Data are expressed as the number or proportion of the subjects (%) and means with standard deviation. To see the differences in metabolic parameters at baseline between those who progressed or did not progress, baseline parameters were compared between the progressor and non-progressor with Student's t-test. To see how the changes in weight would affect metabolic parameters in four years, mean values of parameters were compared in three groups divided according to weight change status at baseline and after four years by a one-way ANOVA test. To compare the effects of interval changes of each parameter on glycemic progression, logistic regression analyses by backward method were performed with glycemic progression to analyze the effects of interval changes in various body composition components and HOMA indices on glycemic progression in four years. The proportions of progressors were compared according to the tertiles groups of interval changes in each parameter with a chi-square test. A P value <0.05 was considered as statistically significant. Statistical analyses were performed using the SPSS version 17.0 (SPSS Inc., Chicago, IL, USA).

RESULTS

The clinical characteristics of the participants at baseline and after four years

Baseline characteristics of the participants are presented in Table 1. All baseline parameters were metabolically worse in progressors compared with non-progressors, except for SMI (Table 1). Although the baseline mean values for SMI were not significantly different between the two groups, progressors exhibited a significantly greater decline in SMI compared with non-progressors (P<0.01). Progressors displayed a significantly higher baseline HOMA-IR and a lower baseline HOMA β-cell function compared with non-progressors (Table 1). In addition, progressors had a significantly greater increase in HOMA-IR and greater decrease in HOMA β-cell function during the four-year follow-up compared with non-progressors (Table 1).
At baseline in 2004, 6,991 subjects (24.6%) had IFG and after four years, 7,167 subjects (25.2%) had IFG, and 432 subjects (1.5%) developed diabetes mellitus. Regarding glycemic progression, in four years, 3,756 subjects (13.2%) progressed to a worse glucose tolerant status, that is, from normoglycemia to IFG, from IFG to diabetes or normoglycemia to diabetes.

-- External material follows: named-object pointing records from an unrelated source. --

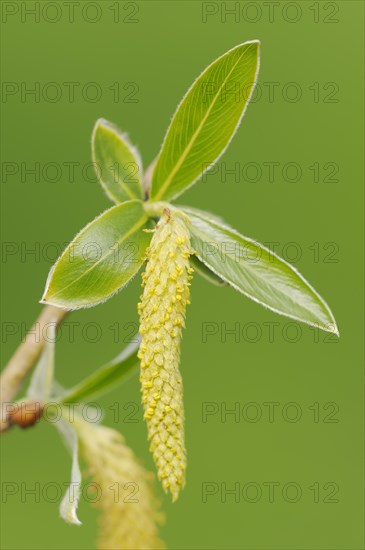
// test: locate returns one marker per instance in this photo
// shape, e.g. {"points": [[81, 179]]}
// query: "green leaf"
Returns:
{"points": [[104, 378], [205, 121], [257, 272], [101, 259], [205, 272], [118, 164]]}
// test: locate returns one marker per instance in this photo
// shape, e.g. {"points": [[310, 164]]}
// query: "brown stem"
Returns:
{"points": [[29, 351], [25, 357]]}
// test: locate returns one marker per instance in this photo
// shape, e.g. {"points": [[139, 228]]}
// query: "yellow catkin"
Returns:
{"points": [[162, 317], [128, 508]]}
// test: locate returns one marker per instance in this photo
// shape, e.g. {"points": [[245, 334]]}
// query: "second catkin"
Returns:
{"points": [[166, 283]]}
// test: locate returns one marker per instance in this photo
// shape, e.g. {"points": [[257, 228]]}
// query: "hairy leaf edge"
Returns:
{"points": [[332, 329], [91, 304], [113, 128]]}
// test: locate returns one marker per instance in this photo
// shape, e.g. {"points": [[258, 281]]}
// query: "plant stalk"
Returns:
{"points": [[25, 357]]}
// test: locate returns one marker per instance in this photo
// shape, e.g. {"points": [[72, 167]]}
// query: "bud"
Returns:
{"points": [[162, 317]]}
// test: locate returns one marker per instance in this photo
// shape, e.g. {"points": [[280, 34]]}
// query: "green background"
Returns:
{"points": [[162, 53]]}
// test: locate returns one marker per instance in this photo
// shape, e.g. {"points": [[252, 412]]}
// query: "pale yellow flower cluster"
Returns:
{"points": [[162, 317], [129, 510]]}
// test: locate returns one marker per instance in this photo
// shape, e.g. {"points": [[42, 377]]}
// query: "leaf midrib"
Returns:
{"points": [[257, 274], [196, 133], [132, 230]]}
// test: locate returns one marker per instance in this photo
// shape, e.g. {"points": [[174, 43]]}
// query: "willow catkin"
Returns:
{"points": [[128, 508], [162, 316]]}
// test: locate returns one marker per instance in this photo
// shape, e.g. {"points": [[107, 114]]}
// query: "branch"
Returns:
{"points": [[25, 357]]}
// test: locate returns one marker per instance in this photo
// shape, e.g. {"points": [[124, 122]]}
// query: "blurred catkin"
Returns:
{"points": [[129, 511], [162, 317]]}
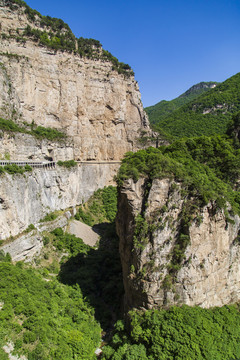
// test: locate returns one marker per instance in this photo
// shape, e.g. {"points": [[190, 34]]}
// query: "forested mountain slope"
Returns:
{"points": [[208, 114], [164, 108]]}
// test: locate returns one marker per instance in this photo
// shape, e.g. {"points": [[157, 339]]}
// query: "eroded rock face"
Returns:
{"points": [[99, 109], [25, 199], [163, 264]]}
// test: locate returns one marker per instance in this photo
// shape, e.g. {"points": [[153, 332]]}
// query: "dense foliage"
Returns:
{"points": [[164, 108], [208, 114], [57, 35], [44, 320], [102, 206], [207, 167], [190, 333]]}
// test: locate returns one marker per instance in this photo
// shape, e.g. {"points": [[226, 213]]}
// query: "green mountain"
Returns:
{"points": [[164, 108], [207, 114]]}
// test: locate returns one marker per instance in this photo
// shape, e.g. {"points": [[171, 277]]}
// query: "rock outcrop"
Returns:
{"points": [[99, 109], [165, 262], [25, 199]]}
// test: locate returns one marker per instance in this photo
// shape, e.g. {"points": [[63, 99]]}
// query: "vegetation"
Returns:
{"points": [[102, 206], [37, 131], [178, 333], [57, 35], [44, 320], [207, 167], [49, 217], [164, 108], [208, 114]]}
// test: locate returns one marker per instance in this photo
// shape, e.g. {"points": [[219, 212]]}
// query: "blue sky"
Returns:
{"points": [[171, 44]]}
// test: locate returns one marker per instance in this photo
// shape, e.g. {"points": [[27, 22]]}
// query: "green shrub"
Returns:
{"points": [[178, 333]]}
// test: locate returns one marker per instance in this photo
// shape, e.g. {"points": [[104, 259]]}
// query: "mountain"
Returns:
{"points": [[164, 108], [208, 114], [51, 79]]}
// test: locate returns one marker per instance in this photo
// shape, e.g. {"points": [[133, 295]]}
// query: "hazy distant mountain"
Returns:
{"points": [[164, 108], [207, 114]]}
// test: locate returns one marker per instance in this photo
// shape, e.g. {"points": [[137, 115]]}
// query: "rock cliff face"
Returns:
{"points": [[165, 263], [99, 109], [25, 199]]}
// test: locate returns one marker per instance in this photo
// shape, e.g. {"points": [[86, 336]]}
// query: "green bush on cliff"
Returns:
{"points": [[207, 167], [44, 320], [178, 333], [102, 206]]}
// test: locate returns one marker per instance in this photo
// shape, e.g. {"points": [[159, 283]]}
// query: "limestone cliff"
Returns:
{"points": [[99, 109], [25, 199], [164, 262]]}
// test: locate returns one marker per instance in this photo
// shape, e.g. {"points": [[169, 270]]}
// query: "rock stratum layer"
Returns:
{"points": [[97, 108], [163, 267]]}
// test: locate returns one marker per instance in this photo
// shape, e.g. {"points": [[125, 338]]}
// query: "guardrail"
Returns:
{"points": [[35, 164], [52, 164]]}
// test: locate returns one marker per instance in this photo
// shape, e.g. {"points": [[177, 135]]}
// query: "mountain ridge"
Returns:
{"points": [[208, 114]]}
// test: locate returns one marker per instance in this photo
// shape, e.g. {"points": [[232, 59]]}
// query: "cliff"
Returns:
{"points": [[98, 108], [25, 199], [170, 258]]}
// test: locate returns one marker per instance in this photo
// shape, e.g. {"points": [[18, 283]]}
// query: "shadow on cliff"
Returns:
{"points": [[99, 276]]}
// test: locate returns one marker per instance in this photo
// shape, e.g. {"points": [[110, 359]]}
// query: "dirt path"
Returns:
{"points": [[83, 231]]}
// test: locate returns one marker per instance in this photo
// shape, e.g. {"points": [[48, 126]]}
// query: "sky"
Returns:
{"points": [[170, 44]]}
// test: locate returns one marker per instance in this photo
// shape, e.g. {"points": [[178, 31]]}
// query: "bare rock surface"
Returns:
{"points": [[25, 199], [209, 272], [100, 110]]}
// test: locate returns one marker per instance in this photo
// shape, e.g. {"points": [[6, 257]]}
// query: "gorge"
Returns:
{"points": [[68, 102]]}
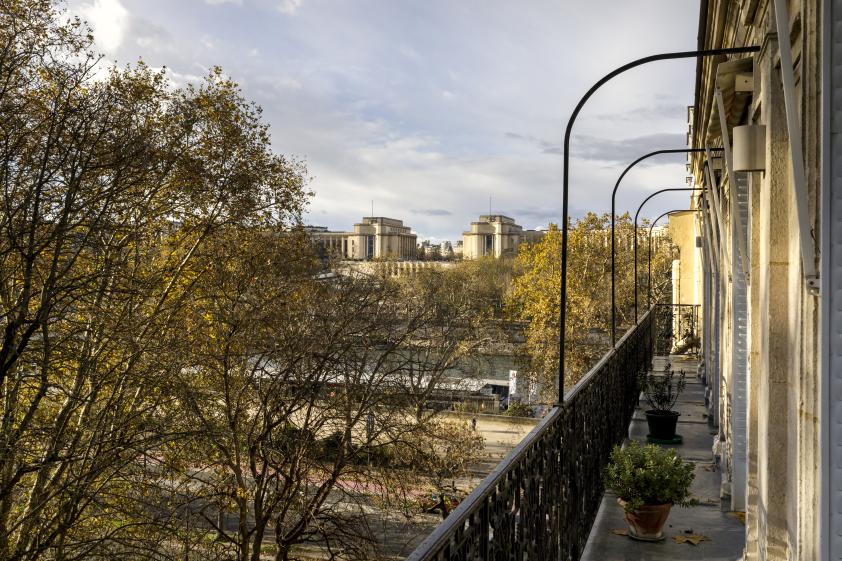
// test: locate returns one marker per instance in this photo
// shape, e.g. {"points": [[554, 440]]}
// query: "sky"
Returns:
{"points": [[437, 111]]}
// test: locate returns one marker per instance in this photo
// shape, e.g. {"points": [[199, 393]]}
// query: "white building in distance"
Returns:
{"points": [[495, 235], [375, 237]]}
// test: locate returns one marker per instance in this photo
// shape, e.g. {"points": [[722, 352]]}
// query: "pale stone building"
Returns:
{"points": [[767, 271], [373, 238], [495, 235]]}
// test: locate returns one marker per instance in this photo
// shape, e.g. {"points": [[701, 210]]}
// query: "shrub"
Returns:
{"points": [[649, 474], [662, 390], [518, 409]]}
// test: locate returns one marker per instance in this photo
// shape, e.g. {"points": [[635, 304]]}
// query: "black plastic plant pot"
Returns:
{"points": [[662, 423]]}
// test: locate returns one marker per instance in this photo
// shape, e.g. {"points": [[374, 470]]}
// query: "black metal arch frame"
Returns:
{"points": [[614, 225], [636, 216], [699, 54]]}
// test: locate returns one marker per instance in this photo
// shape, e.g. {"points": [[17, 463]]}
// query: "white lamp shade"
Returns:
{"points": [[749, 148]]}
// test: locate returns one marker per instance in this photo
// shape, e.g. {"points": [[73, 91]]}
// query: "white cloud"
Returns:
{"points": [[110, 21], [289, 7]]}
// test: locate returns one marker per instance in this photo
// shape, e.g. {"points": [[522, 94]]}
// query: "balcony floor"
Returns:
{"points": [[724, 530]]}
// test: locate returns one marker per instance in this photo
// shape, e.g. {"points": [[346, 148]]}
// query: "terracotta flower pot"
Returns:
{"points": [[647, 522]]}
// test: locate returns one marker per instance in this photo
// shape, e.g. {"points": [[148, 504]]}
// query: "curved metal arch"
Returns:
{"points": [[614, 224], [636, 216], [566, 173]]}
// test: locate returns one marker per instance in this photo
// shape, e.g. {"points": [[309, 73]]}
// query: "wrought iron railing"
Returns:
{"points": [[677, 329], [540, 502]]}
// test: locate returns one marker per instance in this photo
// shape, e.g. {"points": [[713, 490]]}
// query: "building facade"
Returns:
{"points": [[373, 238], [495, 236], [766, 226]]}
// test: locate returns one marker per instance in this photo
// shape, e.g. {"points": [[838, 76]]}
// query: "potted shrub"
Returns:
{"points": [[661, 392], [648, 480]]}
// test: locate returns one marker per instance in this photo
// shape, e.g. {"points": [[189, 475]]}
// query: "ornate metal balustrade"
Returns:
{"points": [[541, 500], [677, 329]]}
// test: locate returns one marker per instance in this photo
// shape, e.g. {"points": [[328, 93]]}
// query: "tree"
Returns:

Comparisons of the baseline mean values of parameters according to the three groups of weight change status during the four-year follow-up

When the participants were divided into three groups according to weight change status after four years, subjects in the weight gain group were the youngest and displayed the lowest BMI, therefore all the parameters were metabolically better than the subjects in the stable weight and weight loss groups (Table 2). However, after four years, although the weight gain group was the youngest group, all of the metabolic parameters worsened compared with the weight loss and stable weight groups (Table 2).
Although the baseline HOMA-IR value was the lowest in weight gain group, after four years, the weight gain group demonstrated the highest HOMA-IR value among the three groups, and the weight loss group significantly demonstrated the lowest HOMA-IR value compared with the other two groups (Table 2). For HOMA β-cell function, although the weight gain group presented the lowest HOMA β-cell function at baseline, after four years, the weight gain group exhibited the lowest value and the stable weight group exhibited the highest value for HOMA β cell function (Table 2).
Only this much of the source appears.